Please use this identifier to cite or link to this item: https://scholarbank.nus.edu.sg/handle/10635/221249
Title: BRINGING DOWN FENCES, BRINGING IN PEOPLE: FENCELESS PRECINCTS AND POTENTIAL IMPACT ON SOCIAL CAPITAL
Authors: WONG JI SHUANG JOANNA
Keywords: RE
Real Estate
Alice Christudason
2014/2015 RE
Fenceless precincts
Social capital
Issue Date: 20-May-2015
Citation: WONG JI SHUANG JOANNA (2015-05-20). BRINGING DOWN FENCES, BRINGING IN PEOPLE: FENCELESS PRECINCTS AND POTENTIAL IMPACT ON SOCIAL CAPITAL. ScholarBank@NUS Repository.

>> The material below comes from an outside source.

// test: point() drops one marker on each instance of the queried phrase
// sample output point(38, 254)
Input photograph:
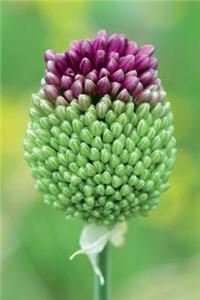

Abstract: Purpose - The purpose of this paper is to provide an analysis of the potential fenceless precincts planned in Urban Redevelopment Authority Master Plan 2014 and their potential impact on social capital. Design/Approach - The paper utilises a range of qualitative and quantitative methods. Qualitative comprises of in-depth interviews with residents who have lived in both fenced and fenceless, field notes, with academic researchers to provide insights on the topic of fenceless and social interaction, thereafter social capital. Quantitative research encompasses a survey analysis of 257 respondents from the Central Region to obtain their opinions on the shared amenities in fenceless precincts, relationship with formation of social ties, and examining social capital through trust, networks, reciprocity. Findings - The concept of fenceless precincts indeed can reduce the sense of exclusivity but shared amenities play a bigger role for social capital to come to play. The findings reveal that shared amenities do have the potential to increase social interaction and establish ties, suggesting the right direction of the Master Plan. The most popular amenity is Parks. This is reflected in both qualitative and quantitative research. Generally, people are pretty receptive of fenceless precincts despite possible concerns raised during literature review. Nevertheless, planning has limitations and interaction cannot be forced on people. The low-intensity trust, networks and reciprocity of the respondents in terms of neighbourly interactions further reinforce this and the importance of perceived trust levels. Trust is the base for the development of social capital. There could be bigger social issues, such as distrusting mentalities. Originality/Value - The findings provide insights on the concept of fenceless precincts through ground-up people-centric surveys and interviews. The results support the notion of fenceless precincts and also raise concerns on the "wicked" problem behind planning - possible social issues which is difficult for just spatial planning to solve.